Our emissions

All our climate calculations and reporting conform to the guidelines set out in the Greenhouse Gas (GHG) Protocol. Accordingly, the company’s emissions have been divided into three scopes (1-3), where scope 1 includes the direct emissions, scope 2 includes the indirect emissions from producing purchased energy and scope 3 includes all other indirect emissions.

Looking at all included scopes, most of Björn Borg’s emissions are in scope 3, and more specifically come from purchased goods and services. Most of the emissions from purchased goods and services are in Tier 2-4: Material and textile production.

Our total emissions 2021


Production accounts for 89% of our total emissions. Transports stand for 8%. It is clear where our focus needs to lie.
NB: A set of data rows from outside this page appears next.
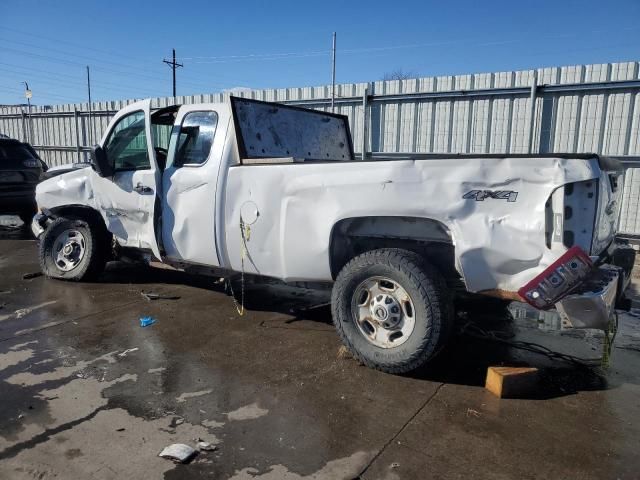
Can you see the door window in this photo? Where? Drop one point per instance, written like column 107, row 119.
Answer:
column 195, row 138
column 126, row 147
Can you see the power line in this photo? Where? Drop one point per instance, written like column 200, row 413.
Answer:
column 174, row 66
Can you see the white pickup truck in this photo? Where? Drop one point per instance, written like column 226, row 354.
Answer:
column 274, row 190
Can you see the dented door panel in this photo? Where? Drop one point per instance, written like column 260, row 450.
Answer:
column 189, row 200
column 126, row 201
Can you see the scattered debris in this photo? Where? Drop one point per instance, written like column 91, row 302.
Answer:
column 205, row 446
column 21, row 312
column 128, row 350
column 249, row 412
column 471, row 411
column 159, row 296
column 512, row 382
column 29, row 276
column 344, row 353
column 184, row 396
column 178, row 452
column 147, row 321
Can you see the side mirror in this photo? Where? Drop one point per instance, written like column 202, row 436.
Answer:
column 100, row 162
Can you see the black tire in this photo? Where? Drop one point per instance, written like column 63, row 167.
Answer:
column 94, row 240
column 431, row 301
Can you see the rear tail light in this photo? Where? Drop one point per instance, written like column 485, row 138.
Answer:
column 558, row 279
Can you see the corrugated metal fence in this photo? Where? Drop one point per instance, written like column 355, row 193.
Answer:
column 583, row 108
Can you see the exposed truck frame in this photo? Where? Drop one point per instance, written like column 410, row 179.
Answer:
column 275, row 190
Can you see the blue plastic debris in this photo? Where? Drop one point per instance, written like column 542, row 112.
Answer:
column 146, row 321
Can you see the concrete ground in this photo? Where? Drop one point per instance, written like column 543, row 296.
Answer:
column 86, row 392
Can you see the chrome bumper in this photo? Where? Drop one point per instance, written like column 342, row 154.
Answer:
column 593, row 304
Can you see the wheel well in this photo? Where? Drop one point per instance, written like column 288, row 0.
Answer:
column 82, row 212
column 429, row 238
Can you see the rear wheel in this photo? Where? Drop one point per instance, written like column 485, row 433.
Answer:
column 73, row 249
column 391, row 309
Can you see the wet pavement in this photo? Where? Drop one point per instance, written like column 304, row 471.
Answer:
column 87, row 393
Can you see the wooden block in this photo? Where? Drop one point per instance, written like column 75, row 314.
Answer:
column 511, row 382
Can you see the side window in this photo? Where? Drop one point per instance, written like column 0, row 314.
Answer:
column 126, row 147
column 195, row 138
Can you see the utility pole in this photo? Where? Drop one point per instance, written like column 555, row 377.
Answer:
column 333, row 75
column 90, row 135
column 28, row 94
column 173, row 66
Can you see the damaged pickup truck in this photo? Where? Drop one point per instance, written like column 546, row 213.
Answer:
column 274, row 190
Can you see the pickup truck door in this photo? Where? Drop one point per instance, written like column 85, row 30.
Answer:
column 127, row 200
column 189, row 184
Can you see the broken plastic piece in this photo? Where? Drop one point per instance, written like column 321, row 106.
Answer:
column 29, row 276
column 146, row 321
column 158, row 296
column 206, row 446
column 178, row 452
column 558, row 279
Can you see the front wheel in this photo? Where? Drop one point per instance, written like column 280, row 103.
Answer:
column 391, row 309
column 72, row 249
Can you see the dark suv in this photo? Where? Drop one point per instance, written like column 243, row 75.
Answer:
column 20, row 171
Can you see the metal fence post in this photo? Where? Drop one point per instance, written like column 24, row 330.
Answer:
column 24, row 130
column 532, row 109
column 75, row 118
column 365, row 121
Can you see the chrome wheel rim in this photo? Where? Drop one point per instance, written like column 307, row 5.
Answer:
column 69, row 249
column 383, row 311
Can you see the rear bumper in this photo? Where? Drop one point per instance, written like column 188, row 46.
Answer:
column 592, row 303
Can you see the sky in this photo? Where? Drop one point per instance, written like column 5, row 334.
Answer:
column 275, row 44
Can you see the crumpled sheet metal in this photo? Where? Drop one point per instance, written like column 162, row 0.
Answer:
column 498, row 244
column 86, row 188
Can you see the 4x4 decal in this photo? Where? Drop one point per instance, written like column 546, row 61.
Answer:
column 480, row 195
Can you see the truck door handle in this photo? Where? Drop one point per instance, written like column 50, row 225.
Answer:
column 142, row 188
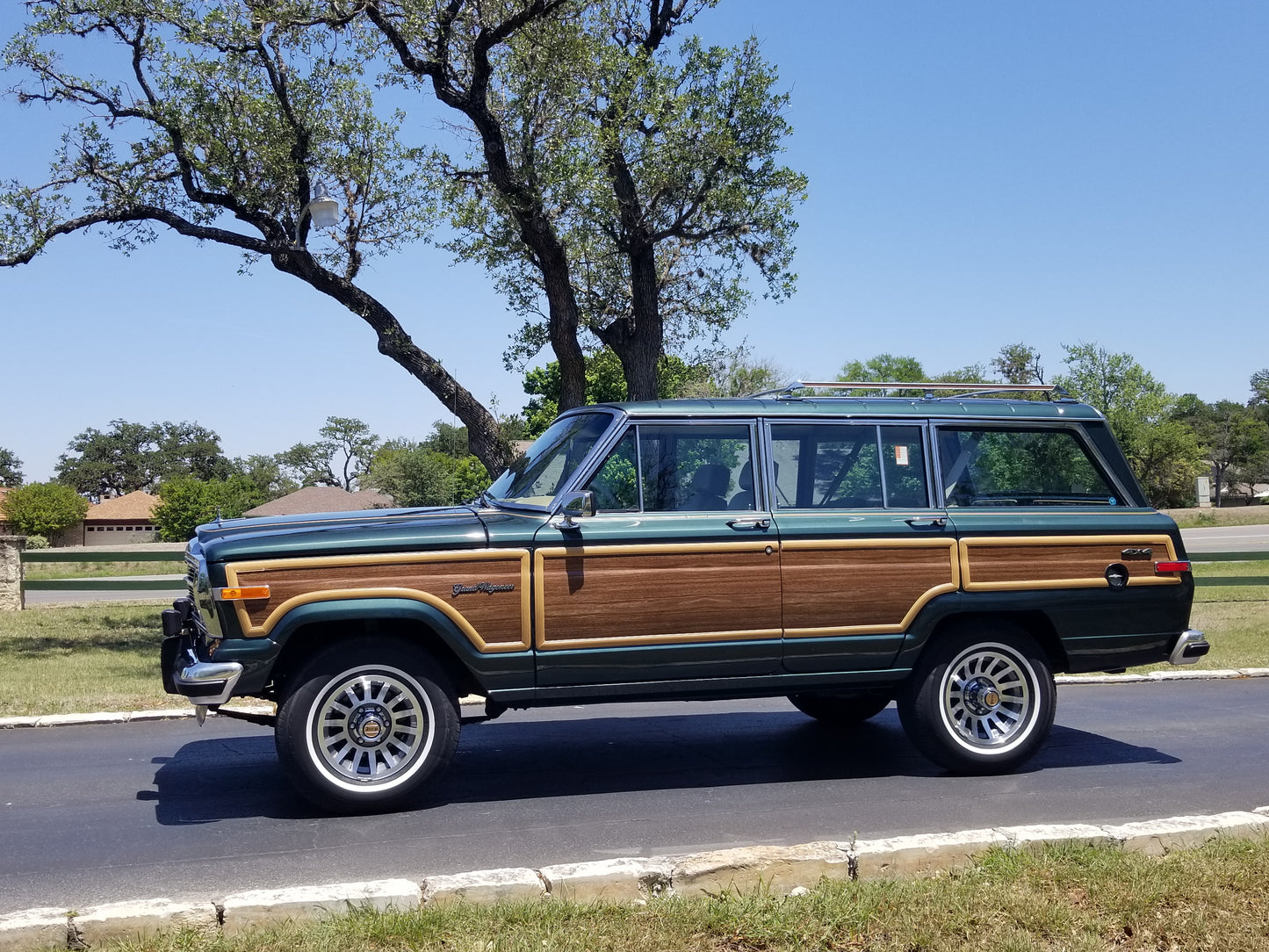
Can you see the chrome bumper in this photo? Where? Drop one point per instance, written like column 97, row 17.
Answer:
column 1191, row 645
column 208, row 683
This is why we put a lot of effort into finding better materials, better production techniques, and better transport solutions for our products.
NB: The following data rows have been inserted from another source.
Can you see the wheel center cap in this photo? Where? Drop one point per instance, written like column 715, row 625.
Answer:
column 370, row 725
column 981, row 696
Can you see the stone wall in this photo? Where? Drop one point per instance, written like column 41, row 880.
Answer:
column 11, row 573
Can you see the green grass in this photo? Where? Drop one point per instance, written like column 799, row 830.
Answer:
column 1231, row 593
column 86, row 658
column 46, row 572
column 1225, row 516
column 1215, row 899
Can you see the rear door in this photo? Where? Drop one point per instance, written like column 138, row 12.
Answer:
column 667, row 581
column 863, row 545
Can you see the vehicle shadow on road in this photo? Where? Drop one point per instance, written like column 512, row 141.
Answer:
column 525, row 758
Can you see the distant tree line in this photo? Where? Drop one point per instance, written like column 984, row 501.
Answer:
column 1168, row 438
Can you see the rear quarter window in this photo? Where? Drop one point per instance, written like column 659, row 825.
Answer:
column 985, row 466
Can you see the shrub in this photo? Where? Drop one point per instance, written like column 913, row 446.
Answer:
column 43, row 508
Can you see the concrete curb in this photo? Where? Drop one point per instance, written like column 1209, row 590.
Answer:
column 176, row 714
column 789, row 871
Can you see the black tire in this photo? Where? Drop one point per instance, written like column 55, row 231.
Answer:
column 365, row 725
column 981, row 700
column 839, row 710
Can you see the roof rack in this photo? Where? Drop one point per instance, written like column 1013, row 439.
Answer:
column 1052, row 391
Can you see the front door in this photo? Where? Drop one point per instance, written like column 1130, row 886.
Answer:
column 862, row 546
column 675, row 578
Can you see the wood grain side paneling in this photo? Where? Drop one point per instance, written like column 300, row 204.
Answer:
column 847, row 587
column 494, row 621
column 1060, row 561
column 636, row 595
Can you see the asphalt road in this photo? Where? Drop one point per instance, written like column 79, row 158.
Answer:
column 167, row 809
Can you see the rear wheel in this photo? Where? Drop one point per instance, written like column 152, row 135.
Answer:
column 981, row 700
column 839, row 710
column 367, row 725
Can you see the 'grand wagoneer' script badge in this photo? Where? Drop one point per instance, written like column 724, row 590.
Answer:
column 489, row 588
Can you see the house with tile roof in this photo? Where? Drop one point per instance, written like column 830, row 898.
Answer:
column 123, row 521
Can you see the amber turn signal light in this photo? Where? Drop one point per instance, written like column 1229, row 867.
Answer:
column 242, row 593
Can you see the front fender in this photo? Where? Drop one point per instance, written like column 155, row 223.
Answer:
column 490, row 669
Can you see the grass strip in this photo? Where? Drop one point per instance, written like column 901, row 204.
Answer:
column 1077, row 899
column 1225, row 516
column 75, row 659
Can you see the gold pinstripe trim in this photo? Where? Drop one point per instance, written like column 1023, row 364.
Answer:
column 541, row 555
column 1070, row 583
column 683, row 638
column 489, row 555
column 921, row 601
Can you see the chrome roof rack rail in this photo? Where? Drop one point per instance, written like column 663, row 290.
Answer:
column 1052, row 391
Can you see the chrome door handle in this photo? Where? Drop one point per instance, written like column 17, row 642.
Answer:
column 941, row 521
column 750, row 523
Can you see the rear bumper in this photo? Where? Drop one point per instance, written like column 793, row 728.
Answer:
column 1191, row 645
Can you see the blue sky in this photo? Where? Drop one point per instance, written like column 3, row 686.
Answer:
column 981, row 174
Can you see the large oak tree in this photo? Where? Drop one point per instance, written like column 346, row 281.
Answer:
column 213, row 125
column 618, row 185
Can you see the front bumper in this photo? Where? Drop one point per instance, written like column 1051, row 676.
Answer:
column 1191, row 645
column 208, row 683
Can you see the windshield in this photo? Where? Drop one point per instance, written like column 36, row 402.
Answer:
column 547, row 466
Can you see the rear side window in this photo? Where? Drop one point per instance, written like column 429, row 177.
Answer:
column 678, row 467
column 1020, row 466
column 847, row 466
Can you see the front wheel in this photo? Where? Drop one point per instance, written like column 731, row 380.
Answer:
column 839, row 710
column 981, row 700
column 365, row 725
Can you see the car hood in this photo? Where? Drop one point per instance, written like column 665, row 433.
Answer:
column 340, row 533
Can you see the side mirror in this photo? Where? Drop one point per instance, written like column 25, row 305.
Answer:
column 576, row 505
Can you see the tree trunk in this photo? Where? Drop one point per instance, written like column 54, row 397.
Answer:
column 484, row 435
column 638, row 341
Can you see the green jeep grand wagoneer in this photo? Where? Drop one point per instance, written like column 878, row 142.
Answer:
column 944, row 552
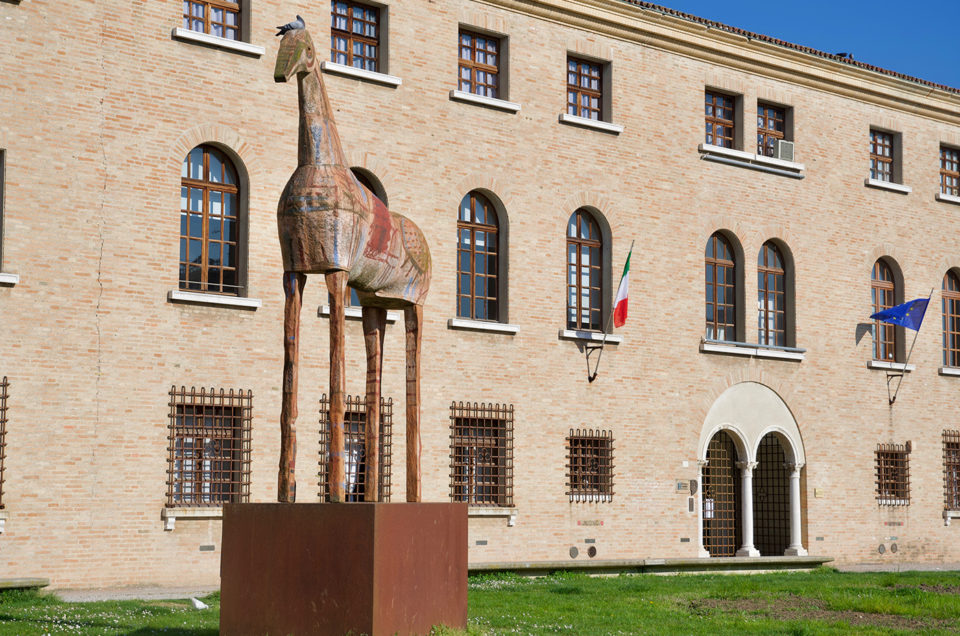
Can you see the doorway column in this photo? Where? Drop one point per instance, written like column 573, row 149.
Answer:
column 746, row 481
column 796, row 545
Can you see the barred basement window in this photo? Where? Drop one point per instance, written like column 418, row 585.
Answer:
column 355, row 447
column 893, row 474
column 951, row 470
column 481, row 454
column 590, row 465
column 209, row 462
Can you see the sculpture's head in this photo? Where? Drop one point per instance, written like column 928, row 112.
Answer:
column 296, row 56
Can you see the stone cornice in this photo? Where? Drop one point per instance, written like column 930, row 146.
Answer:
column 647, row 27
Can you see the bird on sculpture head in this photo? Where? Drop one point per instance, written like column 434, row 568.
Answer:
column 291, row 26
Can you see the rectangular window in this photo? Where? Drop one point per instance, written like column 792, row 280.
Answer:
column 355, row 447
column 355, row 35
column 590, row 466
column 771, row 126
column 216, row 17
column 479, row 64
column 209, row 462
column 881, row 156
column 949, row 171
column 720, row 113
column 585, row 89
column 893, row 474
column 481, row 461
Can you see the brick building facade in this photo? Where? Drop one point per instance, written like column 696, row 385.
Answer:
column 844, row 204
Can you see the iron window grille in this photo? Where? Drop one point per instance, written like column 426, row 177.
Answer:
column 216, row 17
column 893, row 474
column 354, row 444
column 4, row 391
column 209, row 451
column 949, row 171
column 481, row 454
column 479, row 64
column 951, row 470
column 209, row 223
column 881, row 155
column 584, row 89
column 771, row 125
column 590, row 466
column 719, row 114
column 355, row 35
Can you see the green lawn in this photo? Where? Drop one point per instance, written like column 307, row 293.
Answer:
column 820, row 602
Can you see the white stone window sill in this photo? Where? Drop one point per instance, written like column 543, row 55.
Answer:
column 887, row 185
column 188, row 35
column 891, row 366
column 752, row 350
column 583, row 122
column 510, row 513
column 198, row 298
column 750, row 160
column 481, row 100
column 170, row 515
column 356, row 313
column 589, row 336
column 359, row 73
column 482, row 325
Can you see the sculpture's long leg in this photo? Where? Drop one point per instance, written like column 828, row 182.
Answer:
column 293, row 283
column 337, row 286
column 413, row 321
column 374, row 323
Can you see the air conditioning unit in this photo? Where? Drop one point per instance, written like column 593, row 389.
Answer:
column 783, row 150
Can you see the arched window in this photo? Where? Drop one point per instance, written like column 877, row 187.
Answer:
column 584, row 272
column 951, row 320
column 209, row 223
column 771, row 296
column 883, row 296
column 721, row 288
column 477, row 259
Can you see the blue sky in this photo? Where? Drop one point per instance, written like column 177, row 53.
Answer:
column 919, row 38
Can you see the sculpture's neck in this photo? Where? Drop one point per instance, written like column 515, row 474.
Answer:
column 319, row 141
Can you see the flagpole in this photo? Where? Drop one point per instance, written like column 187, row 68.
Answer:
column 593, row 376
column 910, row 353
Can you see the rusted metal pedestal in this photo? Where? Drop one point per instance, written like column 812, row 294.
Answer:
column 362, row 568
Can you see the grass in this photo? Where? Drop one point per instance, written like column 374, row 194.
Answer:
column 821, row 602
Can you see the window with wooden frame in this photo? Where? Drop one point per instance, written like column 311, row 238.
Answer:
column 893, row 474
column 720, row 116
column 355, row 448
column 949, row 171
column 721, row 289
column 215, row 17
column 481, row 454
column 883, row 296
column 209, row 452
column 479, row 64
column 477, row 259
column 771, row 126
column 771, row 296
column 209, row 223
column 881, row 156
column 585, row 88
column 590, row 466
column 951, row 470
column 355, row 35
column 584, row 272
column 950, row 294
Transport of people & goods

While actions within purchased goods and services have a great impact, it is also important for Björn Borg to take actions across other categories. Transport is one example. We track all our deliveries and use almost exclusively road and sea transport. Air transport of our goods is never scheduled and for maximum reduction, every air transport must be approved by a member of our senior management, usually COO or CEO. Despite this, air freight emits the most carbon of all our means of transport.

Direct emissions
The following is included in the calculations of our scope 1-2 emissions:
  • Energy use in Björn Borg’s offices, stores, and storage. This includes electricity, heating, and cooling.
  • Fuel use for own heat or electricity production
  • Refrigerant leakage
  • Company operated vehicles for own car fleet, rental cars, and private cars used in business.

We have during the past few years gradually moved towards better energy choices in our stores and offices. Today, all Swedish and most of our Finnish stores run renewable electricity. Stores in Holland and Belgium are still struggling with implementing renewable energy.